The Magical Art of Block Printing
Woodblock printing is one of the oldest and simplest methods of textile printing, and one that has changed very little over the last few centuries.
It is a slow process which demands precision and patience. The results depend on the skills of the artisans as well as on external elements such as weather, the humidity in the air, and the intensity of the Rajasthani sun at different times of the year.
The prints this craft yields are always beautiful and unique and could never be replicated by machine printing, the little irregularities being reminders of the human touch behind them.
You can learn about our workshop and meet our block printing artisans here
"Block prints are done by eye, and telltale signs of the human hand, even imperfections, are part of the ineffable humanity and beauty of the craft" - Deborah Needleman
We weave our fabrics on power looms in South India. The undyed cloth must first be washed and treated to remove starch and any impurities that might otherwise show after printing. Then, the fabric dries in the wind, hanging on tall bamboo structures.
Our artisans carve blocks out of rosewood, also known as sheesham. Rosewood is a durable and sustainable wood native to India. It thrives in the local climate, making it an ideal choice.
The blocks are sanded smooth and then whitened with a chalk paste which helps the traced design to show better. The carver can now transfer the design onto the block using lampblack or oil.
It takes great skill to create these blocks, usually one per colour, as they must fit perfectly with each other to create a complete design. The designs are carved by hand, without any machinery. Our craftsmen use a series of small chisels, drills and hammers to remove the negative spaces in the design. An intricate design can take six days or more.
After carving, the blocks are soaked in mustard oil for a few days, making them waterproof and preventing the wood from cracking. Tiny holes are also drilled through the blocks to allow the wood to breathe and release any excess printing dyes.
Larger blocks and sections are covered in thin fabric. This is a fiddly but important process that ensures the blocks will pick up the dye paste better, and spread it more evenly when printing, achieving smooth and clean edges.
"The marvel of a hand-printed fabric...Block printing creates identical patterns, seamlessly merging into each other so gently that one cannot follow where the block starts and where it ends" - Vikram Joshi
We use a colour process called Indigo Sol, derived from Indigo dye formulas. The problem with cheaper pigment dyes is that they need to be mixed with synthetic binders, resulting in prints that sit on the surface of the cloth, much like paints. Our dyes are mixed with natural gum arabic and go through a process that makes them penetrate the fabric. This gives a softer finishing and ensures good colour fastness.
The true colours do not show while printing; it takes a skilled dye master to mix the right formula to achieve the desired shade.
Printing tables are covered with at least ten layers of jute fabric and a blanket top layer to create a good base which will help achieve a good impression of the block on the cloth.

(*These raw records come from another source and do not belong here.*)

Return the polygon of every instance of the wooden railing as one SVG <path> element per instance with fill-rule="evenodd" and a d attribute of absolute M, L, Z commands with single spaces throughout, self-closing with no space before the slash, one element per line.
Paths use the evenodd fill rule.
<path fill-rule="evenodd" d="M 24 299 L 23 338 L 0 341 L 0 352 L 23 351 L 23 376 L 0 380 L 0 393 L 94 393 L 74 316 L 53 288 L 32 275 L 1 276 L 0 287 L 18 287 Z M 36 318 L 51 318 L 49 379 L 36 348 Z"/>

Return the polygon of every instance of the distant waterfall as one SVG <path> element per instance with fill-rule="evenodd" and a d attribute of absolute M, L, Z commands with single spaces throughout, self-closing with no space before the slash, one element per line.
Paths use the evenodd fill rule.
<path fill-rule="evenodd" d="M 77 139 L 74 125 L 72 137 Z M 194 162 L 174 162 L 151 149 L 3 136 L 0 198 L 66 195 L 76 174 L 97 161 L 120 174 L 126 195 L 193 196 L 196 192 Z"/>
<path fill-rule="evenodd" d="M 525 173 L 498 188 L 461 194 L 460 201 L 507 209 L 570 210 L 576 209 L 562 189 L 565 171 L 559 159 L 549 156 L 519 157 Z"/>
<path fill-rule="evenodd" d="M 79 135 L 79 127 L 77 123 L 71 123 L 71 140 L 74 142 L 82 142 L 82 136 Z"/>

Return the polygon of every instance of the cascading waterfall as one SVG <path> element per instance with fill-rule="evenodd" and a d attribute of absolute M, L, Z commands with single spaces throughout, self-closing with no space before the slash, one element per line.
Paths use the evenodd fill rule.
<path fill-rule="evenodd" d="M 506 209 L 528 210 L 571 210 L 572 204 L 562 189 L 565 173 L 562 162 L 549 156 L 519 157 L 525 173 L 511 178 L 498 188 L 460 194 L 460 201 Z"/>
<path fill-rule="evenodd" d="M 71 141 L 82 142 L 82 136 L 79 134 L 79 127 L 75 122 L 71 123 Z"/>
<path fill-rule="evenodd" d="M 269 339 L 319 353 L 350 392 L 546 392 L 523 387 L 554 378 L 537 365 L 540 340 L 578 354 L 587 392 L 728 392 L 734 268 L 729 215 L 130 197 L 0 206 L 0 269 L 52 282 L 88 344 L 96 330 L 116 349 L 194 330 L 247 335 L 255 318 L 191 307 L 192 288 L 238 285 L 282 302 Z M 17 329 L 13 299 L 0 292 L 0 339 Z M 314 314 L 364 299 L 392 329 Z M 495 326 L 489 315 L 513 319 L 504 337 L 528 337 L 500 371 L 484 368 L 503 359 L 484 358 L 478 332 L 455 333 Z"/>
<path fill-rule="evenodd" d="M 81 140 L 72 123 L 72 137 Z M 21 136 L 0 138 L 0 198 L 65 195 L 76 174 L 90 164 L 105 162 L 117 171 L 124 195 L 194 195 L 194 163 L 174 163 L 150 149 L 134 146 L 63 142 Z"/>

Before actual printing can begin, the block print artisan, known as chhippa, lays out the base fabric and securely fixes it to the table with pins. A mark is made with chalk and a ruler to indicate where the first block impression should be placed.
The printing trolley is a multi-storey tray on wheels, which can easily be moved from one side of the room to the other. The top tray has a tub that holds the dye paste. A merino wool covered frame floats on its surface, acting like a sieve so that the block only picks the necessary amount of dye.
The printer checks that the dye mix is evenly spread on the tray, and dips the wooden block to coat it with colour. He then presses the block firmly onto the cloth, starting from left to right, and ensures a good impression by tapping it twice with the back of his hand.
If the design contains several colours, the most experienced chhippa is responsible for printing the ground or guide block. Once that colour is dry, another artisan may stamp the next. They repeat this process until all the colours are applied.
Processing the printed fabric in a mild acidic bath reveals and sets the final colour. The photos below show our Ume print during the printing process and after washing.
Finally, the cloth is washed four or five times in separate stone baths and finally hung out to dry in the hot Rajasthani sunshine.